Warning...sight casting flies to spooky reds can have you pulling your hair out at the end of the day.


----------



## Fnevitt84 (Mar 8, 2020)

Zika said:


> Welcome Frank. Diverse fishing background. Trout and reds will seem tame next to some of your previous catches, but there's always tarpon, snook and sailfish.


Hey Zika,
No way ! I tend to carry the same enthusiasm whether it be a bluegill or a tarpon or a documentary about space for that matter...I missed out on sails this year in Costa Rica, just couldn't get any to commit, heres hoping Florida treats me better. I've never caught a red or snook or tarpon, so I'm pumped to get out on the water !


----------



## Fnevitt84 (Mar 8, 2020)

eightwt said:


> Like to see a full adult,, geez! Fly?


Yea, a 6" bushpig in purple and black. And they get big, somewhere around 9' plus.


----------



## Fnevitt84 (Mar 8, 2020)

crboggs said:


> Welcome. Nice to see another fly guy joining.
> 
> Warning...sight casting flies to spooky reds can have you pulling your hair out at the end of the day.


I've been day dreaming about that very thing for a while now. I've tied 2 full boxes of flies for them while waiting to move lol. Any tips and tricks will be greatly appreciated!


----------



## eightwt (May 11, 2017)

Fnevitt84 said:


> Yea, a 6" bushpig in purple and black. And they get big, somewhere around 9' plus.
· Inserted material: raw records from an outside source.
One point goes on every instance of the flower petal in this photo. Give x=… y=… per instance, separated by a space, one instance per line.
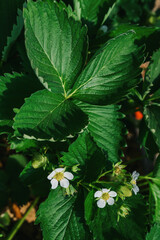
x=51 y=175
x=110 y=201
x=135 y=175
x=105 y=190
x=64 y=183
x=112 y=194
x=59 y=169
x=54 y=183
x=101 y=203
x=98 y=194
x=68 y=175
x=135 y=189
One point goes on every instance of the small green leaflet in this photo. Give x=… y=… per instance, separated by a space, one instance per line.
x=152 y=80
x=87 y=155
x=10 y=84
x=92 y=12
x=60 y=45
x=17 y=28
x=58 y=218
x=8 y=14
x=154 y=234
x=111 y=73
x=48 y=116
x=152 y=116
x=105 y=127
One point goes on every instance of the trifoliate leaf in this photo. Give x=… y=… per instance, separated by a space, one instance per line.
x=105 y=127
x=48 y=116
x=59 y=219
x=154 y=233
x=83 y=151
x=56 y=45
x=111 y=73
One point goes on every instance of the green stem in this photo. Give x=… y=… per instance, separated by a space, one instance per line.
x=104 y=182
x=143 y=184
x=21 y=221
x=103 y=174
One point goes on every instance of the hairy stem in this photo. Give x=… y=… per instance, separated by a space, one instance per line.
x=21 y=221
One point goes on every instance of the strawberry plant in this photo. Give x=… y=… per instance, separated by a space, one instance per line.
x=77 y=83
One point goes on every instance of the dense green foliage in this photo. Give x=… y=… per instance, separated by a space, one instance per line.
x=69 y=87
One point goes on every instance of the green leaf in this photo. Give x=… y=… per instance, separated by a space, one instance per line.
x=89 y=207
x=105 y=127
x=152 y=116
x=8 y=14
x=37 y=179
x=154 y=234
x=105 y=226
x=22 y=145
x=48 y=116
x=18 y=191
x=17 y=28
x=3 y=189
x=152 y=80
x=58 y=218
x=13 y=89
x=68 y=9
x=111 y=73
x=84 y=152
x=60 y=45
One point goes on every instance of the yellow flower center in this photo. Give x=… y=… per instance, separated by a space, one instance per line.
x=59 y=176
x=133 y=182
x=117 y=170
x=105 y=196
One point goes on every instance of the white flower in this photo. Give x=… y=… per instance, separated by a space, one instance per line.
x=59 y=175
x=105 y=195
x=135 y=176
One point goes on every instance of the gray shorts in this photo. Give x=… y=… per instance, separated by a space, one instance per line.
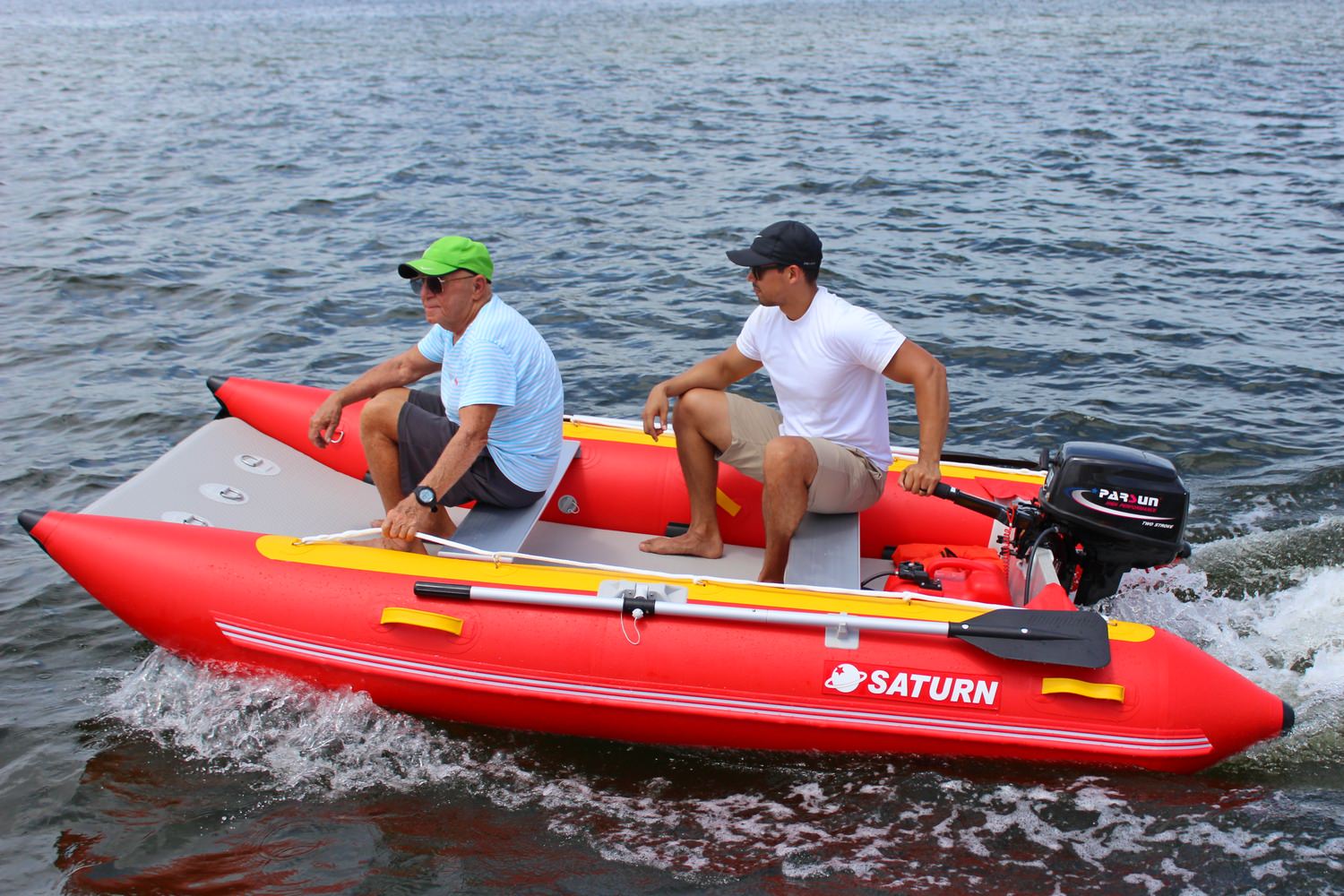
x=847 y=479
x=424 y=432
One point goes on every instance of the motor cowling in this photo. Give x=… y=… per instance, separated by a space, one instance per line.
x=1118 y=508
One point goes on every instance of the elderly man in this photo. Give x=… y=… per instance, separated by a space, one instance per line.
x=491 y=435
x=827 y=449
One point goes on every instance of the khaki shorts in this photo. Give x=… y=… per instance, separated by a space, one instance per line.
x=847 y=479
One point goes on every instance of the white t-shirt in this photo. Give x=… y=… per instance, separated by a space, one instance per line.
x=827 y=371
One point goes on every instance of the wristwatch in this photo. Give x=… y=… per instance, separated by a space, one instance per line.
x=426 y=497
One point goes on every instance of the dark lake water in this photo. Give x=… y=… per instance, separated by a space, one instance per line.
x=1112 y=220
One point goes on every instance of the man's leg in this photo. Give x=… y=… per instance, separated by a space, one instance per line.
x=378 y=433
x=790 y=463
x=701 y=424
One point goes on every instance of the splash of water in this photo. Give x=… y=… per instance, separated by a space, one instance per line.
x=1269 y=605
x=714 y=817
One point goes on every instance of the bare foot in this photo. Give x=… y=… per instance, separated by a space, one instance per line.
x=688 y=544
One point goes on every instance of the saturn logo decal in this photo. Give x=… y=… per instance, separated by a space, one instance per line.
x=846 y=678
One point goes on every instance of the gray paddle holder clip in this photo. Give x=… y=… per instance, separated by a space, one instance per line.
x=642 y=595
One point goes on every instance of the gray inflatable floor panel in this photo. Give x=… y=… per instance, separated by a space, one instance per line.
x=230 y=476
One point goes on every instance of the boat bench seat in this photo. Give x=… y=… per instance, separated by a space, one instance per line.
x=503 y=530
x=825 y=551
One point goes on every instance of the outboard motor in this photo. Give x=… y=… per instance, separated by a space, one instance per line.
x=1104 y=511
x=1116 y=509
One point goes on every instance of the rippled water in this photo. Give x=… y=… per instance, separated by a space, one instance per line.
x=1113 y=220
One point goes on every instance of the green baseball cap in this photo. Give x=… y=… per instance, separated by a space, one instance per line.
x=448 y=254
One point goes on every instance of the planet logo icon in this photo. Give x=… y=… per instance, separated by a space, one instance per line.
x=846 y=678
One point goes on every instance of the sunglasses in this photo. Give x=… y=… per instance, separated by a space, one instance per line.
x=435 y=284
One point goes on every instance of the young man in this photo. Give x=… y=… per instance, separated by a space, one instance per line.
x=827 y=449
x=492 y=433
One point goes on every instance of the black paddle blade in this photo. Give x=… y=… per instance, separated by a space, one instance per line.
x=1061 y=637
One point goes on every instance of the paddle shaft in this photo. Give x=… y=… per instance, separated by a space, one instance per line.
x=675 y=608
x=1061 y=637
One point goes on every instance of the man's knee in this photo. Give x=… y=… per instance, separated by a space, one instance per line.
x=789 y=457
x=704 y=411
x=381 y=414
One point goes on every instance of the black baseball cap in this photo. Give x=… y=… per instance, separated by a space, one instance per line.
x=784 y=242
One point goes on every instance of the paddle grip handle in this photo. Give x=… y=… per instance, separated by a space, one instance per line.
x=972 y=503
x=443 y=590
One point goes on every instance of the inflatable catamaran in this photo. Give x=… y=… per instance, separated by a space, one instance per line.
x=952 y=625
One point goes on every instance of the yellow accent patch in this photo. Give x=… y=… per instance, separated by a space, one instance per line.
x=1132 y=632
x=1083 y=688
x=422 y=618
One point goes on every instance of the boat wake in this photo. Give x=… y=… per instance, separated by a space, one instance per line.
x=1269 y=605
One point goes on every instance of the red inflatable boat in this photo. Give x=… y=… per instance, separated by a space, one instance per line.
x=924 y=625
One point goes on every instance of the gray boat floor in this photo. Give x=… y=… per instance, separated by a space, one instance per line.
x=230 y=476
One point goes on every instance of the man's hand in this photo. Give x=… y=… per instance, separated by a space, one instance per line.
x=324 y=422
x=406 y=519
x=656 y=411
x=919 y=477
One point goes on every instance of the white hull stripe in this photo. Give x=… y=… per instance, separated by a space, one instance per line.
x=360 y=661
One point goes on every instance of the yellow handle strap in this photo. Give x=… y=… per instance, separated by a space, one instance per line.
x=1083 y=688
x=437 y=621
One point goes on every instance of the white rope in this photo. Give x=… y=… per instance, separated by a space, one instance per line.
x=478 y=554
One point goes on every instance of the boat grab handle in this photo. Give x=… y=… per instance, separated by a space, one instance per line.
x=422 y=618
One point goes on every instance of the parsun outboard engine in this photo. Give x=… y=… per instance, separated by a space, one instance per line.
x=1116 y=509
x=1105 y=509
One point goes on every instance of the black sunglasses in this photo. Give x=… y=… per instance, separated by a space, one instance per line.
x=435 y=284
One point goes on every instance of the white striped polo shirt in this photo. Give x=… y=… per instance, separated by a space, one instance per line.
x=503 y=360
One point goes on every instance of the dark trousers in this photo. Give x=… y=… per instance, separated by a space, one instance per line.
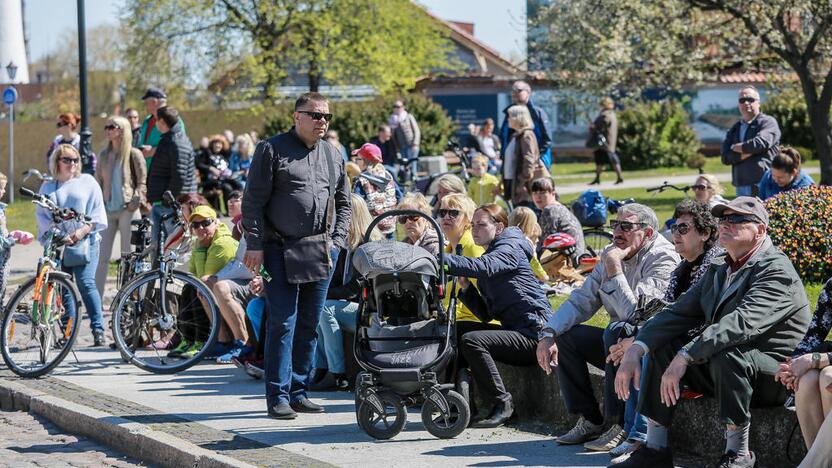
x=739 y=378
x=482 y=348
x=292 y=318
x=583 y=345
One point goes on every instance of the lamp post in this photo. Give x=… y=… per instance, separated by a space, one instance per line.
x=11 y=70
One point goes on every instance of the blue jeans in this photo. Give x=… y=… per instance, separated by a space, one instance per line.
x=335 y=317
x=84 y=276
x=294 y=311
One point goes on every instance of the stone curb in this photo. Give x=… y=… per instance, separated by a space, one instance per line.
x=133 y=439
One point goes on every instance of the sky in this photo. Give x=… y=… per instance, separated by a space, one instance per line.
x=498 y=23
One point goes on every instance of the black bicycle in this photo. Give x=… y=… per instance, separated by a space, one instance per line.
x=161 y=309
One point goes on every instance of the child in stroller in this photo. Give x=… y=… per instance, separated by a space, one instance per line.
x=404 y=338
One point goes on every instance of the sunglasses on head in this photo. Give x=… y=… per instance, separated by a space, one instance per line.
x=737 y=219
x=405 y=219
x=317 y=115
x=453 y=214
x=626 y=226
x=201 y=224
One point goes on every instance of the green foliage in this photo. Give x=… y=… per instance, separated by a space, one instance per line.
x=357 y=121
x=655 y=134
x=799 y=223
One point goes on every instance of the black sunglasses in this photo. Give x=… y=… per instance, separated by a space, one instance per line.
x=626 y=226
x=201 y=224
x=737 y=219
x=681 y=228
x=448 y=213
x=317 y=115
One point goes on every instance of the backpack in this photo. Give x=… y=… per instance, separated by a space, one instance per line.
x=591 y=208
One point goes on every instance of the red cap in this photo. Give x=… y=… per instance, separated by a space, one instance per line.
x=370 y=152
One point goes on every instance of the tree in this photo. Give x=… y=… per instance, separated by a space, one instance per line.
x=631 y=44
x=387 y=44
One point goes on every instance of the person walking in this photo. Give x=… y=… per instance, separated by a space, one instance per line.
x=296 y=214
x=121 y=175
x=603 y=135
x=750 y=144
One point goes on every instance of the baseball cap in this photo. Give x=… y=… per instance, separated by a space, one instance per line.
x=203 y=211
x=751 y=206
x=370 y=152
x=154 y=92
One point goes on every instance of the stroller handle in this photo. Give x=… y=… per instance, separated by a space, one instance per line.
x=433 y=223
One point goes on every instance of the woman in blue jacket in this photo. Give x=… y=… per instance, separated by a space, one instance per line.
x=785 y=174
x=506 y=290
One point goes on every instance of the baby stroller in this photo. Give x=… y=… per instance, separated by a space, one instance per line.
x=404 y=338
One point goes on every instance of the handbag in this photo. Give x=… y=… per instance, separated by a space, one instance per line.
x=307 y=259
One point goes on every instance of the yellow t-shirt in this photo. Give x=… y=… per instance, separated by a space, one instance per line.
x=471 y=250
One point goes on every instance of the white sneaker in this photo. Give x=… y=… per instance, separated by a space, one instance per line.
x=582 y=432
x=609 y=440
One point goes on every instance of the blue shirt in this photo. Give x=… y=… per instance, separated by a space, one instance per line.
x=769 y=188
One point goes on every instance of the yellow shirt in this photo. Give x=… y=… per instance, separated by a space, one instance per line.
x=471 y=250
x=483 y=189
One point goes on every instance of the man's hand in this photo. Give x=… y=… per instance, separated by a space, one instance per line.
x=253 y=260
x=629 y=372
x=547 y=354
x=670 y=389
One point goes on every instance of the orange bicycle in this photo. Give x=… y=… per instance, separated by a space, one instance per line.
x=39 y=324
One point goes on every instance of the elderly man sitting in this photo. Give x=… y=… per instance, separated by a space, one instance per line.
x=755 y=311
x=638 y=264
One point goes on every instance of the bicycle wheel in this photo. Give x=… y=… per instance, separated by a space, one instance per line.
x=38 y=331
x=146 y=328
x=596 y=240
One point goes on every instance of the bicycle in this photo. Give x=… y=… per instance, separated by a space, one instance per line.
x=41 y=319
x=158 y=309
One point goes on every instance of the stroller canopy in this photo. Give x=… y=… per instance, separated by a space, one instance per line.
x=387 y=257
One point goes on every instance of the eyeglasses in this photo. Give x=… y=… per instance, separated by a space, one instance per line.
x=405 y=219
x=201 y=224
x=626 y=226
x=737 y=219
x=681 y=228
x=317 y=115
x=448 y=214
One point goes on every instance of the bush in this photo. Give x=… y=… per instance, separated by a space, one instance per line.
x=356 y=122
x=656 y=134
x=799 y=223
x=789 y=108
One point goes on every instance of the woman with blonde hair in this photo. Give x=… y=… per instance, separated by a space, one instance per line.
x=121 y=174
x=80 y=192
x=341 y=306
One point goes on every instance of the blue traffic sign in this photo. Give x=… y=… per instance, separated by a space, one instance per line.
x=9 y=96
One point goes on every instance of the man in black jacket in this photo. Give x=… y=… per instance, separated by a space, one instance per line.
x=751 y=144
x=172 y=167
x=296 y=209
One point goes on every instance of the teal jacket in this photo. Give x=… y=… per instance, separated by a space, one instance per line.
x=764 y=307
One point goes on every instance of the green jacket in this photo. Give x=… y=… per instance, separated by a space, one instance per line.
x=764 y=306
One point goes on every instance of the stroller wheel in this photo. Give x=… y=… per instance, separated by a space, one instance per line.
x=385 y=424
x=446 y=427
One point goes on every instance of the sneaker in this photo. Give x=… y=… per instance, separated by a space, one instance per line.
x=177 y=351
x=645 y=456
x=192 y=350
x=732 y=460
x=625 y=449
x=582 y=432
x=609 y=440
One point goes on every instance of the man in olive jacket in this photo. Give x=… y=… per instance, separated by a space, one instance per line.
x=754 y=310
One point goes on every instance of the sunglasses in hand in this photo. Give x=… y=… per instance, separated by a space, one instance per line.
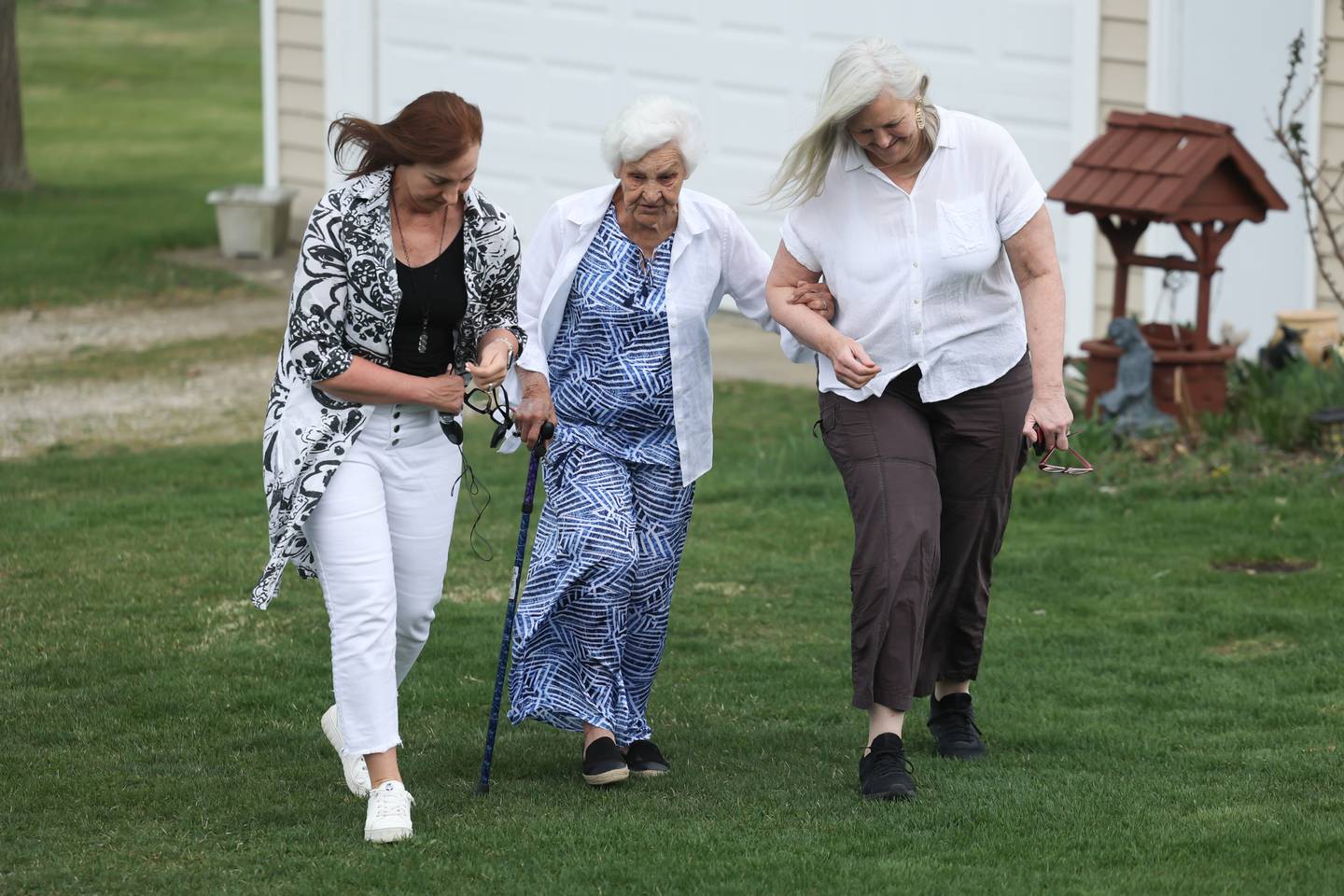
x=1046 y=467
x=495 y=404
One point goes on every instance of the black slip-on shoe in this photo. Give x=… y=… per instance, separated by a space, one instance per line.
x=604 y=763
x=645 y=759
x=953 y=724
x=885 y=773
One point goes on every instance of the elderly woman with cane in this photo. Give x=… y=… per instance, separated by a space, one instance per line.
x=617 y=292
x=931 y=231
x=406 y=285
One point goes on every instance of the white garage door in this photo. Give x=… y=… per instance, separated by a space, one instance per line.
x=550 y=73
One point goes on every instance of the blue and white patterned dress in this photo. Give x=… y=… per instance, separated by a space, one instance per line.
x=593 y=620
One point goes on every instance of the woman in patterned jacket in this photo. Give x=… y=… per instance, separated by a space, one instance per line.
x=406 y=285
x=616 y=299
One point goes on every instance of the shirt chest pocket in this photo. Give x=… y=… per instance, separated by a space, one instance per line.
x=964 y=226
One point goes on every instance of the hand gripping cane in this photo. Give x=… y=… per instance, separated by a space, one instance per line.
x=547 y=430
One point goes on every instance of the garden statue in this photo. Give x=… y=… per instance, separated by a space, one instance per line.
x=1130 y=403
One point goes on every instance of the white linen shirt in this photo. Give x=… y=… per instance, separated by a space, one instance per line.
x=922 y=277
x=712 y=254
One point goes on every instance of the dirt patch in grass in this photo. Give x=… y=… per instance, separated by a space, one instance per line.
x=1252 y=648
x=1254 y=567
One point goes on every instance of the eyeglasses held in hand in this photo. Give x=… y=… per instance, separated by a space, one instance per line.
x=1046 y=467
x=495 y=404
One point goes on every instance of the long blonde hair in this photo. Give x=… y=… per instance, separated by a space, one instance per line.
x=859 y=74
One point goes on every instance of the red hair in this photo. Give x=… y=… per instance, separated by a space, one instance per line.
x=433 y=129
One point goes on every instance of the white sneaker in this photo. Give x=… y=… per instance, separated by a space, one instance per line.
x=355 y=768
x=388 y=813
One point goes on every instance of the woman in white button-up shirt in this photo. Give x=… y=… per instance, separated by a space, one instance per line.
x=617 y=290
x=931 y=232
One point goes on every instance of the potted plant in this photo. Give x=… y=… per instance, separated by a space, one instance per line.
x=253 y=220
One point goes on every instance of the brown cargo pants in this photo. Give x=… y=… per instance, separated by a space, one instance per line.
x=929 y=485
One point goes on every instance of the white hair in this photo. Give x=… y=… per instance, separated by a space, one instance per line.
x=650 y=122
x=858 y=77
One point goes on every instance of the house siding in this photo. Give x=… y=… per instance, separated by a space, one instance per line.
x=301 y=128
x=1332 y=133
x=1123 y=83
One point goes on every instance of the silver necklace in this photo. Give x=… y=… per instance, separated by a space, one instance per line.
x=422 y=344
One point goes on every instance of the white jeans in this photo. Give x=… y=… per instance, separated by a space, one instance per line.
x=381 y=535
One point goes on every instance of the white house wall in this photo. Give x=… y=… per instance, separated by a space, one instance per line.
x=549 y=74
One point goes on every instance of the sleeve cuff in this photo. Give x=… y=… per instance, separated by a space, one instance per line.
x=534 y=359
x=1022 y=213
x=794 y=245
x=335 y=363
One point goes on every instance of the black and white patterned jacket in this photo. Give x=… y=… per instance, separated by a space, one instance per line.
x=344 y=303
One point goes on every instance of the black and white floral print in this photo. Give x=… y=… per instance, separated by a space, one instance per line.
x=344 y=303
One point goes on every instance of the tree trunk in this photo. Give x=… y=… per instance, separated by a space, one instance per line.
x=14 y=165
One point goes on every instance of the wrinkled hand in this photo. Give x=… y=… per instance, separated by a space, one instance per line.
x=445 y=391
x=492 y=367
x=1051 y=413
x=534 y=409
x=851 y=363
x=816 y=296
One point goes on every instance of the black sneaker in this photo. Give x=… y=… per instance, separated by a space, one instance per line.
x=885 y=773
x=645 y=759
x=953 y=725
x=604 y=763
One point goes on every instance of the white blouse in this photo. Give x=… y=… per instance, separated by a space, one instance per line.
x=922 y=277
x=712 y=253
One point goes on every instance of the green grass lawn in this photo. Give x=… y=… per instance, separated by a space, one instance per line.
x=1156 y=725
x=133 y=110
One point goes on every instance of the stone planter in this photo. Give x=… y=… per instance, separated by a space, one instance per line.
x=253 y=220
x=1320 y=329
x=1200 y=371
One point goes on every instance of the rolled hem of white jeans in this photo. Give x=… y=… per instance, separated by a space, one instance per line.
x=351 y=751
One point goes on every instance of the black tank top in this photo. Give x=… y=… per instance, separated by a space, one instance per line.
x=440 y=290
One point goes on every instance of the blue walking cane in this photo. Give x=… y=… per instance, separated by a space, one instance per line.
x=547 y=430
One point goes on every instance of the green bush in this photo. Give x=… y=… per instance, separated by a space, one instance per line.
x=1277 y=406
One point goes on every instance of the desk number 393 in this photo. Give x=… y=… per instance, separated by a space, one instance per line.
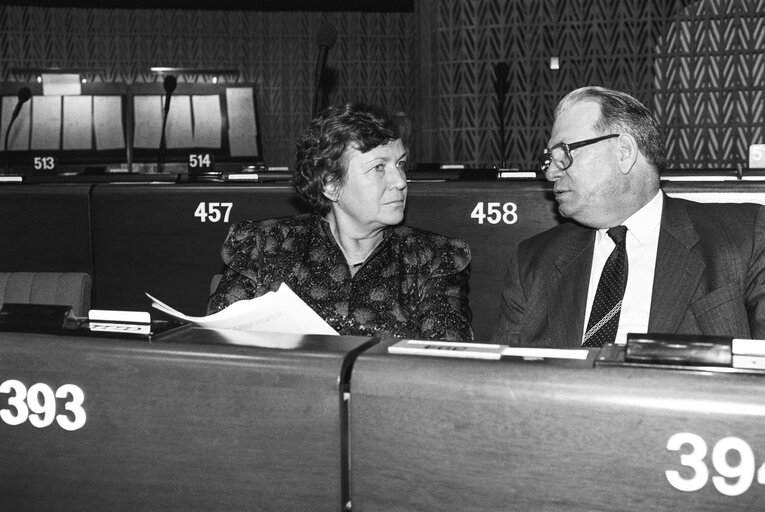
x=733 y=479
x=494 y=213
x=38 y=405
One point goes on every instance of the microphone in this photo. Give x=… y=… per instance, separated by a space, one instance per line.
x=169 y=84
x=501 y=71
x=325 y=39
x=23 y=96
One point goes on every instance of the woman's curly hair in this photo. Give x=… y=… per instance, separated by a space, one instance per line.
x=321 y=148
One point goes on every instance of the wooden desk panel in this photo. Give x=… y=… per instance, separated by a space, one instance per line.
x=45 y=228
x=147 y=238
x=184 y=424
x=433 y=434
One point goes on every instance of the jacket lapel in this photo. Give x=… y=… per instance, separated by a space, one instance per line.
x=678 y=269
x=567 y=291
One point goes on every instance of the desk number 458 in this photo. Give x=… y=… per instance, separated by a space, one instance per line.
x=494 y=213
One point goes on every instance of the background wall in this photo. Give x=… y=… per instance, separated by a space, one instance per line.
x=372 y=59
x=698 y=63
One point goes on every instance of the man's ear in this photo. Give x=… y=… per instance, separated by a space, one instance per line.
x=627 y=152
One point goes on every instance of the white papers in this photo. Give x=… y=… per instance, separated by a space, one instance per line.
x=78 y=111
x=126 y=322
x=280 y=311
x=207 y=121
x=242 y=129
x=107 y=119
x=46 y=122
x=61 y=84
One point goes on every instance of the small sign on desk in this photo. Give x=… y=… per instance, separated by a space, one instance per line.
x=757 y=156
x=481 y=350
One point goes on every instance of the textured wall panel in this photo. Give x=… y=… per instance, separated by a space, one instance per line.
x=600 y=42
x=371 y=61
x=709 y=81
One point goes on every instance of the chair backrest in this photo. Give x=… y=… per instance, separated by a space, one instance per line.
x=65 y=288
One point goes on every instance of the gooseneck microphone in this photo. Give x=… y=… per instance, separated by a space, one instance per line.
x=325 y=39
x=169 y=84
x=23 y=96
x=501 y=70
How long to land? And welcome from the big bend.


----------



## Fnevitt84 (Mar 8, 2020)

eightwt said:


> How long to land? And welcome from the big bend.


Hey thanks ! About an hour and a half. He straightend my rod several times, and I would get him close, he would take a huge breath and be gone again. Dinosaurs man.


----------



## Backwater (Dec 14, 2014)

Definitely join us on the Fly Fishing Forum here on microskiff. Some good freshwater bass and bluegill fly fishing over in the Winter Haven area. Plus, not that far to the salt on either side of the state.


----------



## Fnevitt84 (Mar 8, 2020)

Absolutly ! I apprec


Backwater said:


> Definitely join us on the Fly Fishing Forum here on microskiff. Some good freshwater bass and bluegill fly fishing over in the Winter Haven area. Plus, not that far to the salt on either side of the state.


 Appreciate the heads up ! Yea its looking awefully bassy out here !


----------



## MatthewAbbott (Feb 25, 2017)

Welcome man. Awesome fish.


----------